Farmácia da Marinha salva a vida de doentes crônicos na Serra Fluminense

Marcelo Dutra - O Globo

RIO - O suprimento de remédios da farmácia do Hospital de Campanha do Grupamento Operativo dos Fuzileiros Navais, montado na prefeitura de Friburgo após as chuvas que atingiram a cidade, tem feito uma enorme diferença na vida de centenas de doentes crônicos. De acordo com o capitão de Mar e Guerra Yerson de Oliveira, moradores que sofrem de diabetes, insuficiência renal, hipertensão, problemas cardíacos e até mesmo de problemas emocionais graves só estão conseguindo medicação graças a essa alternativa. 

Quando não levados pelas águas, os remédios foram deixados para trás por pessoas que abandonaram seus lares com pressa. Vazias ou destruídas, as farmácias locais também nada podem fazer. 

- São pacientes que utilizam estes remédios para sobreviver. O diabético, por exemplo, não pode abrir mão da insulina. Mas na fuga, tudo foi deixado para trás ou se perdeu. Aqui, o paciente é examinado por nossos médicos e, constatada a necessidade, ele é atendido - contou o comandante, que não é médico, mas coordena toda a administração do local: 

- Também estamos ajudando as equipes de socorro a chegar nas áreas isoladas - contou, mostrando o caminhão usado pela equipe, o mesmo usado no Rally Paris-Dakar, segundo o comandante. 

O comandante, que já participou de campanhas no Haiti e no Chile, à época do terremoto naquele país, conta que costumava gabar-se de só chegar as lágrimas por suas filhas. 

- Posso te dizer, com toda a sinceridade, que eu, mesmo sendo um militar experimentado, mudei minha concepção de sofrimento ao ver o que se passa aqui em Friburgo. Não há como lidar com essas gente e não ser solidário - diz, abrindo mão da formalidade militar. 

Yerson explica que está à frente de uma tropa composta por 167 militares: 27 médicos, profissionais de saúde e soldados. Mas que, para cumprir essa missão, não abriu mão dos "marinheiros de primeira viagem e sem farda" diz ele, se referindo aos voluntários que ajudam no cadastramento dos pacientes na área de ação social entre outras tantas necessidades. 

- A tragédia nos obriga a trabalhar de mão dada com vários segmentos da sociedade, e isso tem sido prazeroso - conta o comandante enquanto brincava com uma jovem que há quatro dias não abandona seu posto munida de um laptop à frente de uma pequena fila de pacientes. 
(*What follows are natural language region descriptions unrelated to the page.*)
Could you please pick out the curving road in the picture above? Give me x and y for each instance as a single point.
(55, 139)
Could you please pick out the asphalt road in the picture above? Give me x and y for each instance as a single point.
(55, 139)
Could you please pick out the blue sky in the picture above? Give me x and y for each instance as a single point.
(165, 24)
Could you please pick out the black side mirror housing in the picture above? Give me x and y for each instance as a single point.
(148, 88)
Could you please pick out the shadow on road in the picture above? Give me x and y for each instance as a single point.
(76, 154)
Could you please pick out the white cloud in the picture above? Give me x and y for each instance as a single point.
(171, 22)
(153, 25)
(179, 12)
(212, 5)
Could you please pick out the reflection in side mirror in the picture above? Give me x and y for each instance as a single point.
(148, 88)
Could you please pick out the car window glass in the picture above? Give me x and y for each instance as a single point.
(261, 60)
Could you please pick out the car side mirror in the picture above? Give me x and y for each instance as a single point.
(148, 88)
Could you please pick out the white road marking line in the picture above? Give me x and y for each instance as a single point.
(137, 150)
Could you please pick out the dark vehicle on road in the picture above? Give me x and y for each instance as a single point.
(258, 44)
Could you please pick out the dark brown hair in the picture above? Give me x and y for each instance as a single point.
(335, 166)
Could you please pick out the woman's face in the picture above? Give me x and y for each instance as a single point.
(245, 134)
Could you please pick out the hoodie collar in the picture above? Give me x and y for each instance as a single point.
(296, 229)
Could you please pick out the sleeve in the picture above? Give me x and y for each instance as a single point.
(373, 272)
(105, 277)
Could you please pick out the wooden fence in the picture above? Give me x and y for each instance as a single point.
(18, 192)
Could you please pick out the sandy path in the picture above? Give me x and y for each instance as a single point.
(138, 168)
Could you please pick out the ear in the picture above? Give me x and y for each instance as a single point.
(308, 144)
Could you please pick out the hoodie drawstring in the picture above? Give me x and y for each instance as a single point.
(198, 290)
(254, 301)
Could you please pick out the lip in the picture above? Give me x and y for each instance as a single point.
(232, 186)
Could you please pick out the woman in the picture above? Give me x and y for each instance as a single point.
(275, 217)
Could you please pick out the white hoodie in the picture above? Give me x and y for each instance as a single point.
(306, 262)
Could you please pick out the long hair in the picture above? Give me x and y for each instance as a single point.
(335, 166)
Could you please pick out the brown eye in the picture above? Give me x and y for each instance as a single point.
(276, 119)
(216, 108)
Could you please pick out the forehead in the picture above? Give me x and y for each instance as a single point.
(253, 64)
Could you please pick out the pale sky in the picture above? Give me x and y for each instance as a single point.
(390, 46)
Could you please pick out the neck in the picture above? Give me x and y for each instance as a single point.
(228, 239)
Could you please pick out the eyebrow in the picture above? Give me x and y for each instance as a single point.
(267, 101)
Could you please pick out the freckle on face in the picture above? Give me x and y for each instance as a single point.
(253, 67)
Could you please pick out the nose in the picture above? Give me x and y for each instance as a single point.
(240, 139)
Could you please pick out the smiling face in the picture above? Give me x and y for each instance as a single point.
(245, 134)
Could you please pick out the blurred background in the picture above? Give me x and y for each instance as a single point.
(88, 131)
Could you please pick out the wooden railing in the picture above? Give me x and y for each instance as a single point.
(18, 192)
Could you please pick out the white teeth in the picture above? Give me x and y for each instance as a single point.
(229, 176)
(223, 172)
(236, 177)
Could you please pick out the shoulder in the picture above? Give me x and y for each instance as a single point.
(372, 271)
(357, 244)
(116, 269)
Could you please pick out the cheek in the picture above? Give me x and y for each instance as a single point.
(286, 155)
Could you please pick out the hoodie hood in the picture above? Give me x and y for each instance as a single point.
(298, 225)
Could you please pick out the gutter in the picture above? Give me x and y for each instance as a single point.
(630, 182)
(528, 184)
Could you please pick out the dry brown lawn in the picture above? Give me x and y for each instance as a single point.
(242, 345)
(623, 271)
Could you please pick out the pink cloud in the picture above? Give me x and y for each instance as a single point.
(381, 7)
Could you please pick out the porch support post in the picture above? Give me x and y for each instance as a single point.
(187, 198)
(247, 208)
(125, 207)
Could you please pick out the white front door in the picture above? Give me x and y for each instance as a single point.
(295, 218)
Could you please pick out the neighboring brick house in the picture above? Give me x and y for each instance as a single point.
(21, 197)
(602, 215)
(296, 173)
_ Já mandei essa para casa, mas fazer o quê? Ela não vai - brinca o comandante. 

A todo instante chegam novos pacientes à farmacia climatizada do Hospital da Marinha em busca de medicamentos. São idosos, jovens e casais em busca de alívio. Joana Angélica da Silva, de 67 anos, hipertensa como a irmã Lourdes, de 63, só abandonaram o semblante preocupado após o atendimento dos médicos. 

- Eles estão sendo anjos. Conversaram com agente, nos deram carinho e nos ajudaram a conseguir os remédios. Já pensou escapar da chuva, do trauma dessa guerra toda, e morrer por que não tomou os remédios de pressão? Não mesmo!_ disse, já de bom humor. 

Segundo o capitão Carlos Mesquita, diretor das Unidades Médicas Expedicionárias da Marinha, o hospital está recebendo um grande número de pacientes com lacerações, fraturas e, principalmente, traumas emocionais. 

- Atendemos a mais de 500 pessoas em quatro dias. Até agora (por volta das 12h de domingo), ainda não foi necessária nenhuma intervenção cirúrgica mas estamos preparados para isso. Muitos precisam é de carinho e atenção nessa hora. Um dos primeiros que atendemos aqui foi um senhor que perdeu a esposa e três filhos. Cuidamos dos ferimentos dele, que estava fisicamente bem, mas não quis ir embora. Perguntei pelos vizinhos dele e ele disse que os havia perdido também e que não tinha a menor ideia para onde ir. Então ele ficou aqui, comendo, dormindo e andando conosco até sábado, quando eu consegui conduzí-lo a asistência social. As feridas da alma demoram muito mais a curar - contou o capitão.